Ashes Wednesday, July 4th
Wildfires, Vulnerability, and Gratitude
Fire! Four fires sprung up west and south of my house on Tuesday and Wednesday. I saw them burning hot in the distance, red flaring through the clouds of smoke that darkened the late-afternoon skies. Rainy season brought an abundance of the wet stuff a few weeks ago. Since then, the skies, although resounding with startling thunder the last several afternoons, have yet to loosen rainy season’s balm of cool moisture into the earth in my part of Florida.
Late yesterday afternoon, we saw three fires in the distance. Five miles or so due west, one brought smoke into my yard. More disturbing was the ash falling snow-like from the sky. But as soon as the once-gray flakes landed, they announced their lack of moisture and dusted the driveway with soot. We watched the flakes tumble to the ground, and after studying them, noted they were only ash, blown the intervening miles by an east-moving wind. None were hot.
Even so, I didn’t feel safe. In fact, I felt vulnerable, being aware of the fire devastation in Colorado the last month.
I imagined puny efforts on my part if the ash had been hot. What could I do? Would I stand in my yard wetting everything down with a garden hose? In the face of a threatening fire, I knew I would feel helpless, as so many have in the past and likely will in the future.
I cannot compare anything I felt watching that ash fall down with anything felt by people whose lives have been consumed by fire or flood, hurricane or tornado. I’ve been spared Nature’s wrath for the most part, although my life has been touched by other disasters and fraught with other challenges.
I watched the three fires burn. I touched the ash. The ash turned to soot. I again noted the distance, that my loved ones and I were, indeed, safe and secure, at least on that day, at that time. I felt the simple emotion of gratitude.

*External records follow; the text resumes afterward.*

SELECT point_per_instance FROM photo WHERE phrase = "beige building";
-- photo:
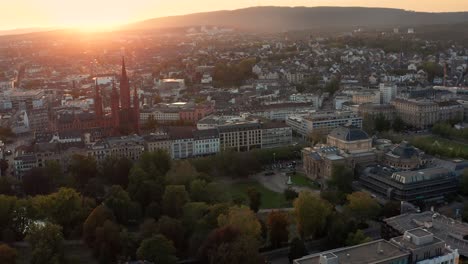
(350, 139)
(419, 114)
(374, 110)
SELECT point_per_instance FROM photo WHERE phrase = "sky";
(100, 14)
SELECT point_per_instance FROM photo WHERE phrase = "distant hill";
(303, 18)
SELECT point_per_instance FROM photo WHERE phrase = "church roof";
(349, 133)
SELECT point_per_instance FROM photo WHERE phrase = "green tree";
(361, 206)
(242, 219)
(311, 214)
(172, 229)
(157, 249)
(342, 178)
(398, 124)
(174, 198)
(297, 249)
(464, 182)
(182, 173)
(107, 245)
(278, 224)
(7, 254)
(119, 202)
(255, 199)
(116, 171)
(46, 243)
(357, 238)
(96, 219)
(65, 208)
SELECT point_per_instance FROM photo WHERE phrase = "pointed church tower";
(98, 102)
(124, 88)
(136, 111)
(115, 107)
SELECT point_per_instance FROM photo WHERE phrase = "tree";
(242, 219)
(342, 178)
(278, 224)
(145, 188)
(297, 249)
(157, 249)
(464, 182)
(36, 182)
(107, 245)
(174, 198)
(7, 254)
(46, 243)
(83, 168)
(228, 245)
(357, 238)
(361, 206)
(255, 199)
(65, 208)
(311, 214)
(96, 218)
(116, 171)
(172, 229)
(182, 173)
(398, 124)
(3, 167)
(119, 202)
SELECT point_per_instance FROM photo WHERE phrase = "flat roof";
(371, 252)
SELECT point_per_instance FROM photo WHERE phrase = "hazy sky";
(103, 13)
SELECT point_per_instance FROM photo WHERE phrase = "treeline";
(447, 130)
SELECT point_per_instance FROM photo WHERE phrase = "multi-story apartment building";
(419, 114)
(373, 110)
(276, 135)
(182, 142)
(158, 141)
(241, 136)
(415, 246)
(450, 110)
(387, 93)
(323, 122)
(205, 142)
(130, 147)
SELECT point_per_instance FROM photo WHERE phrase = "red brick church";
(123, 119)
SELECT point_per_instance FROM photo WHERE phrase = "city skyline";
(106, 14)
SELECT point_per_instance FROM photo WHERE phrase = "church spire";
(98, 101)
(124, 88)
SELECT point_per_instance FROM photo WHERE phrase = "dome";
(404, 150)
(349, 134)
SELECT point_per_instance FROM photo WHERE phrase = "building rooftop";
(348, 134)
(371, 252)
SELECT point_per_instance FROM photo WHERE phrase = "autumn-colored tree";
(311, 214)
(255, 199)
(277, 225)
(242, 219)
(7, 254)
(361, 206)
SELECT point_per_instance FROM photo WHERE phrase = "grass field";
(270, 199)
(301, 180)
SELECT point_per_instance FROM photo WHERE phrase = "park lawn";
(299, 179)
(270, 199)
(79, 253)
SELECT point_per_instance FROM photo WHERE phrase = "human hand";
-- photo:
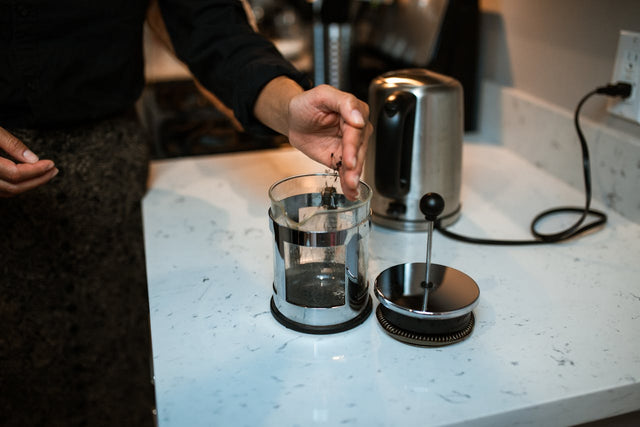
(27, 173)
(333, 128)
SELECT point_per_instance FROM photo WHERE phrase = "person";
(75, 340)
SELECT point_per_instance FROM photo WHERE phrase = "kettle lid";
(414, 77)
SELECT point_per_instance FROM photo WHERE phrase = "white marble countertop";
(557, 330)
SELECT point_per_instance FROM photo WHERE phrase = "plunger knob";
(431, 205)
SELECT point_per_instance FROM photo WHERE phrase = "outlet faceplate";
(627, 69)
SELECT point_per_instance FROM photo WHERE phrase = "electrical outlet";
(627, 69)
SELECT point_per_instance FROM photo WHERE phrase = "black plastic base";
(321, 330)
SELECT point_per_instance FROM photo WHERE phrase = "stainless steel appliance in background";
(416, 147)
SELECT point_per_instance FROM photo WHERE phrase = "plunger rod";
(431, 205)
(425, 299)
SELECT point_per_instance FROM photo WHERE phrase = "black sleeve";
(215, 40)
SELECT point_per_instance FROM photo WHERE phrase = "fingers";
(28, 173)
(10, 189)
(15, 148)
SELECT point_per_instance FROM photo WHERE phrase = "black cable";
(619, 89)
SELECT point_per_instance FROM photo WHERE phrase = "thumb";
(16, 148)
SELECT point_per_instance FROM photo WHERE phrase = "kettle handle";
(394, 144)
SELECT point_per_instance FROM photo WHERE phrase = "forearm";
(272, 105)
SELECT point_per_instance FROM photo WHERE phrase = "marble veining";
(554, 343)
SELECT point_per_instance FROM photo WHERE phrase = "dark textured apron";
(75, 341)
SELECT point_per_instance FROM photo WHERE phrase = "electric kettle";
(416, 146)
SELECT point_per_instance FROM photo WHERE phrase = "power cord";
(620, 89)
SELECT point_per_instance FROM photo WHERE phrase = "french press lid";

Early this morning, smoke and low visibility from one still-smoldering fire caused the Florida Highway Patrol to close I-95 from Route 60 in Vero Beach to Route 512 in Sebastian/Fellsmere. During my daily walk, a bright-red helicopter—looking much like a dragonfly in the distance—circled the fire area south of me. Although small and somewhat contained, the fire continues to burn, but the highway is open, and I hope this afternoon’s clouds will not be from smoke, but for rain.